Acreditar que ser professor é fruto de um talento inato pode ser desanimador. Não há professor que não tenha algo a aprender ou a mudar

Flexibilidade, adaptabilidade a mudanças, gerenciamento do tempo, habilidade de priorizar e trabalhar em ambientes colaborativos são as competências essenciais para quem está no mercado de trabalho. Não há receita para mudar, mas, sem dúvida, a chave é a educação.
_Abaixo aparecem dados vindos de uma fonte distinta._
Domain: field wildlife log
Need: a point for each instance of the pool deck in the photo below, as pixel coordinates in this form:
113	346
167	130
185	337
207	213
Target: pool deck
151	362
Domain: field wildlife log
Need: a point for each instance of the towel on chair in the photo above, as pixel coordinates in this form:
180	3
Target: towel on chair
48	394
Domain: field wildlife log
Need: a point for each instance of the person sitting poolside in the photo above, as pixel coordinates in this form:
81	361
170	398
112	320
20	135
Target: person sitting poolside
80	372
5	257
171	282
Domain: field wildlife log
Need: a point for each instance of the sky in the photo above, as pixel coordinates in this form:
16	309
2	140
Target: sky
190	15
É preciso pensar sobre como se aprende na fase adulta e, para isso, existe o termo andragogia ou pedagogia para adultos.

Um estudo da consultoria global Delloitte ouviu mais de 10 mil líderes em 169 países no ano passado e descobriu que a maior preocupação para 86% deles é justamente encontrar novas formas pelas quais as pessoas possam aprender e mudar, em seus próprios ambientes de trabalho. Mudar passa por aprender e reaprender sempre, por toda a vida, sem que isso signifique um demérito profissional, por mais talentoso que seja o funcionário da empresa.
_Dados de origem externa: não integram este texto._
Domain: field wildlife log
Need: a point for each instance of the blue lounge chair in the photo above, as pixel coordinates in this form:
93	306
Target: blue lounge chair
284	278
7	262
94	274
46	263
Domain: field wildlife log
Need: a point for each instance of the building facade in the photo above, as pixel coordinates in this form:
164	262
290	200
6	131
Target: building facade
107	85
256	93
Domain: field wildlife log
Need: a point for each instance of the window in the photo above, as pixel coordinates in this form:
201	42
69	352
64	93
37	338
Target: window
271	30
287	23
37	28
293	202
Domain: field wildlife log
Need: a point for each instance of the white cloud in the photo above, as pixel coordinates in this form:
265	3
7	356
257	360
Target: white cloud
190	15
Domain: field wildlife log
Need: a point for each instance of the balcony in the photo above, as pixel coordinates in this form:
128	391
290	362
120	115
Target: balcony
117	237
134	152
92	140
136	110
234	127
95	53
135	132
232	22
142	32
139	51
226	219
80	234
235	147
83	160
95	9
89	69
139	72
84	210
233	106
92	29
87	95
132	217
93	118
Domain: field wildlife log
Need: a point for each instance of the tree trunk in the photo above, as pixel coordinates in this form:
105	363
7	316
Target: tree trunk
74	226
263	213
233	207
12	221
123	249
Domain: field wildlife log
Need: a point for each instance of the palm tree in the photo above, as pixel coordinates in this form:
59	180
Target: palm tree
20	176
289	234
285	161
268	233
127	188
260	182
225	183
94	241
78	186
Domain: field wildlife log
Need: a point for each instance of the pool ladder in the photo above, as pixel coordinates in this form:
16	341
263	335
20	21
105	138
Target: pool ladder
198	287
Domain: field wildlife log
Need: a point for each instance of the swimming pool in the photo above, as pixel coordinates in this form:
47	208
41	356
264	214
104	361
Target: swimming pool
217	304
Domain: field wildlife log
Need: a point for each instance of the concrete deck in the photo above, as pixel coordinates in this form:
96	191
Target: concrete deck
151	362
A pesquisa de Carol Dweck tem algo a dizer sobre isso também. Para ela, acreditar que ser professor é fruto de um talento especial e inato pode também ser desanimador, especialmente em contextos desafiadores, como as salas de aulas das escolas de hoje. Não há professor que não tenha algo a aprender ou a mudar atualmente, seja nas escolas de elite, seja nas escolas públicas de áreas vulneráveis.

“Os novos professores geralmente têm uma percepção frágil de si mesmos em uma profissão tão exigente. Com uma mentalidade fixa, eles sentem que suas habilidades estão sendo julgadas, e podem esconder suas lutas. Mas em uma mentalidade de crescimento, você deseja que as pessoas possam lhe dar o feedback mais honesto possível”, diz.

Essa é uma barreira que precisa ser definitivamente superada. Mundo afora, as políticas de formação de professores em sistemas educacionais bem-sucedidos, como Japão, Coreia do Sul, Finlândia, frequentemente envolvem mentoria com professores mais experientes, estudo de aulas gravadas, feedbacks constantes. Parte essencial do trabalho das lideranças escolares é justamente acompanhar, encorajar e aprimorar o trabalho dos professores, e isso também é um aprendizado para os gestores brasileiros, porque dar bons feedbacks também requer um aprendizado.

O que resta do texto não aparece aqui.